A variety of systemically administered chemical agents interferes with the development of human hair, horny layer, or both. These agents include vitamin A, thallium, antineoplastic compounds, hypocholesteremic drugs, chloroprene dimers, mimosine, and anticoagulants. As a general rule, the hair root is more easily affected by these compounds than the epidermis. Only the growing hairs are attacked; hence the scalp is the most commonly involved area. Disturbed epidermal differentiation follows mainly the administration of hypocholesteremic drugs.
The mechanisms of action of these compounds are incompletely understood. Vitamin A may divert cytoplasmic metabolic processes from keratin formation to mucopolysaccharide synthesis or may act by releasing a protease. Thallium interferes with the utilization or incorporation of cystine. The antineoplastic drugs inhibit mitoses in the rapidly proliferating hair matrix in a variety of ways. Hypocholesteremic drugs possibly prevent the synthesis of a proteohipid cement, while the modes of action of the chioroprene dimers, mimosine, and anticoagulants are essentially unknown. It is obvious, therefore, that hair loss and disturbed epidermal differentiation are nonspecific effects, resulting from a variety of mechanisms.
Few attempts have been made to correlate cutaneous effects or disease conditions with other pharmacologic actions of these compounds. The specific influence of vitamin A and especially of its derivatives should be studied in greater depth. Inhibition of hair growth has been used as a measure of the toxicity of cancer chemotherapeutic drugs. On the whole, however, the potentialities of these agents for pharmacologic and dermatologic research have not been sufficiently exploited.

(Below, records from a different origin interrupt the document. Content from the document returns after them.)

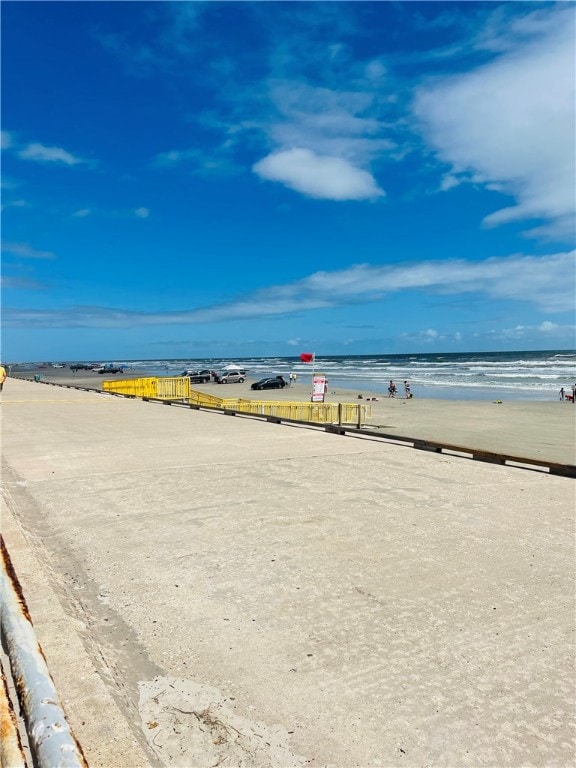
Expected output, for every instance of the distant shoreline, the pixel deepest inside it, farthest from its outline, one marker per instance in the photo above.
(533, 429)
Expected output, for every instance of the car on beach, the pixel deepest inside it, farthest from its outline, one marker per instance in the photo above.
(197, 377)
(109, 369)
(272, 382)
(230, 377)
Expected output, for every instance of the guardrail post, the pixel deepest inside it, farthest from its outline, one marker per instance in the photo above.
(48, 732)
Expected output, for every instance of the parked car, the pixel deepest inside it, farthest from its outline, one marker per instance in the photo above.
(275, 382)
(197, 377)
(229, 377)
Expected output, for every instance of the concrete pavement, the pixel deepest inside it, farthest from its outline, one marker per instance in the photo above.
(218, 590)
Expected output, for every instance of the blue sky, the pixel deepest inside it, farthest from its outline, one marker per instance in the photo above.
(198, 179)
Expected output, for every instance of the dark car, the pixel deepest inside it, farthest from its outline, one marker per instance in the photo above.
(197, 377)
(276, 382)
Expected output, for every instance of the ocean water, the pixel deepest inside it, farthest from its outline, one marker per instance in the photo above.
(487, 375)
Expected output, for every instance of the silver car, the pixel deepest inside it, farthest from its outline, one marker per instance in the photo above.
(229, 377)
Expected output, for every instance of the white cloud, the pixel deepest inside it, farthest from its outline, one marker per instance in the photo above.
(26, 251)
(511, 122)
(547, 282)
(329, 178)
(43, 154)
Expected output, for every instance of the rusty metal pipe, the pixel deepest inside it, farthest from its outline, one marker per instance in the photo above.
(49, 734)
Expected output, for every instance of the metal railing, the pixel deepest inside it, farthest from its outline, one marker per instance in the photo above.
(50, 737)
(178, 388)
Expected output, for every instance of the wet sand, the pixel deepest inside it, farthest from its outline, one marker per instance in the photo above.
(529, 429)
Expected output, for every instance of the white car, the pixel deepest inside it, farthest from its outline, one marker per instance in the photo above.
(228, 377)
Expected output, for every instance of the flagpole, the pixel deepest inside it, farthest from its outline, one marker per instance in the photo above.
(313, 366)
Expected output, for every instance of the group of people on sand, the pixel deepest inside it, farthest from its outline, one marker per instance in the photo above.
(392, 389)
(565, 396)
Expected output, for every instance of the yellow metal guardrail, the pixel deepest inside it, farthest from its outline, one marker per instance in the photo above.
(178, 388)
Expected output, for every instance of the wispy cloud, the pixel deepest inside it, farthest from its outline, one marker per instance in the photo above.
(21, 283)
(546, 282)
(329, 178)
(25, 251)
(40, 153)
(511, 123)
(43, 154)
(139, 213)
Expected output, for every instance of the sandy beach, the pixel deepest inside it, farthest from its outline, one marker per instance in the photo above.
(226, 591)
(530, 429)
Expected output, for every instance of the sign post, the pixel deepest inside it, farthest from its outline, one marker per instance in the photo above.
(318, 387)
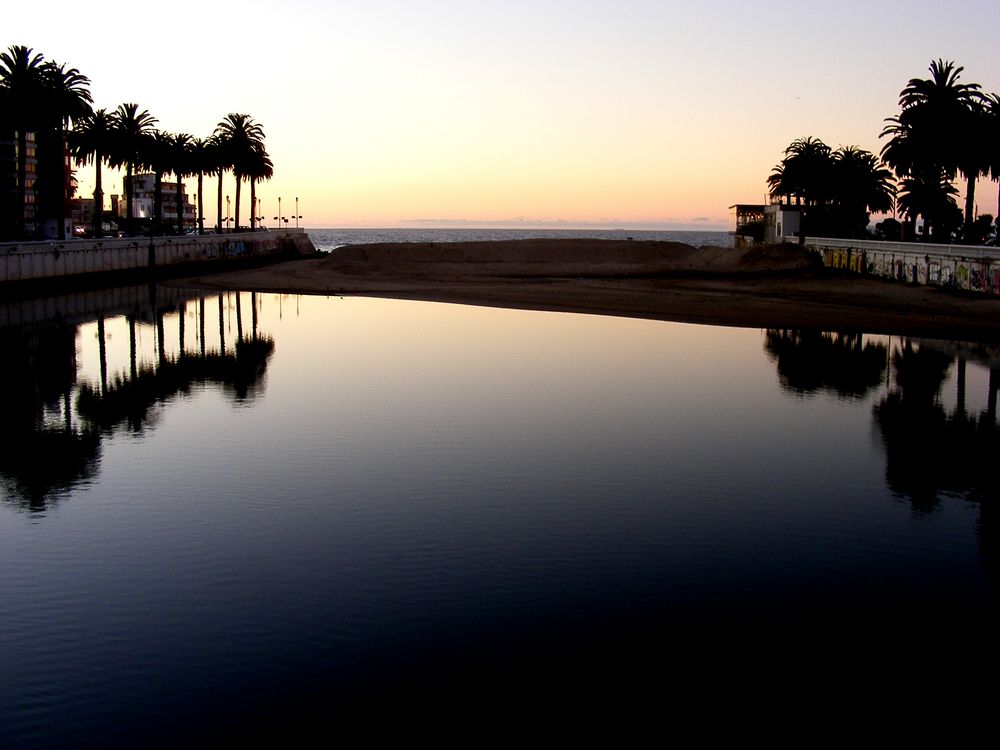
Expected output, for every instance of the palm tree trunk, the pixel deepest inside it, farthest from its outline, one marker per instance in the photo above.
(239, 180)
(970, 205)
(129, 195)
(201, 206)
(98, 197)
(62, 195)
(180, 205)
(22, 176)
(158, 204)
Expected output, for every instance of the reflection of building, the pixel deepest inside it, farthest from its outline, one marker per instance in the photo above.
(774, 222)
(10, 211)
(143, 201)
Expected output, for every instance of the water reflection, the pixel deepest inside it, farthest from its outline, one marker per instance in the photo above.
(54, 421)
(932, 451)
(847, 365)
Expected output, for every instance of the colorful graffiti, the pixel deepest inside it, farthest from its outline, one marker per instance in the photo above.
(919, 267)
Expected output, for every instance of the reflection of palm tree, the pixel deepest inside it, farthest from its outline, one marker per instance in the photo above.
(927, 450)
(810, 361)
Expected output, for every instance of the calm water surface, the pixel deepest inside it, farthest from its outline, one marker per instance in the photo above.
(256, 513)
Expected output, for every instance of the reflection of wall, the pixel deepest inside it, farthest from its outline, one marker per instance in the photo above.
(42, 450)
(929, 451)
(51, 432)
(809, 361)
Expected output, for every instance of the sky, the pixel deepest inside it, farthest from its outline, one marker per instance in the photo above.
(629, 114)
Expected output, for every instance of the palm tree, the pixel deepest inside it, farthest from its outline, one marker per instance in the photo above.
(157, 155)
(66, 100)
(936, 130)
(202, 163)
(240, 137)
(21, 80)
(180, 160)
(933, 198)
(221, 161)
(860, 185)
(804, 173)
(130, 129)
(258, 167)
(992, 144)
(91, 140)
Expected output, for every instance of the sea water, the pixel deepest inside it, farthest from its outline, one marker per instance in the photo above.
(235, 515)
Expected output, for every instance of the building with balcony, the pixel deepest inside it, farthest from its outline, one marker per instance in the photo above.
(12, 211)
(143, 200)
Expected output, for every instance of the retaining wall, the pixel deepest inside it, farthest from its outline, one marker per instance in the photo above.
(32, 261)
(972, 268)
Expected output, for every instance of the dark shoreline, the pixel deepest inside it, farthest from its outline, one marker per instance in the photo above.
(769, 287)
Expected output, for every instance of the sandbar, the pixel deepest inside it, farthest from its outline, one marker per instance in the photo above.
(769, 286)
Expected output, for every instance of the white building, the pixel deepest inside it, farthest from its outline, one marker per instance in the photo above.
(143, 200)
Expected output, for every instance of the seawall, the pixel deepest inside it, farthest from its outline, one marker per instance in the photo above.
(68, 260)
(970, 268)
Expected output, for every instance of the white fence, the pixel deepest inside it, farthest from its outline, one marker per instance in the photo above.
(53, 259)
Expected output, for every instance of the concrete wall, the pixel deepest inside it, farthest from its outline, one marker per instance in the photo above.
(53, 259)
(975, 269)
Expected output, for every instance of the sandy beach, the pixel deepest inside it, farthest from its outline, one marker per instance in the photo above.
(780, 286)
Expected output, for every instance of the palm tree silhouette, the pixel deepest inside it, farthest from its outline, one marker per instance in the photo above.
(991, 108)
(935, 133)
(222, 162)
(131, 127)
(804, 173)
(202, 162)
(21, 79)
(257, 167)
(158, 155)
(66, 100)
(240, 137)
(91, 140)
(180, 164)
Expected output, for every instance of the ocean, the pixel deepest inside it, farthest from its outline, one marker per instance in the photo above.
(330, 239)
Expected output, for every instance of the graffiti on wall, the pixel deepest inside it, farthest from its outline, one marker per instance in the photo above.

Abnormal developments of horny structures are easily observable, accessible, and essentially harmless side-effects of drugs. Broadening of their study would enlarge our understanding not only of the biology of these processes, but also of the effects of a number of drugs. Such investigations could make important contributions to the therapy of many essentially incurable scaling skin diseases which affect a large proportion of the population, and could help in the fight against neoplastic diseases.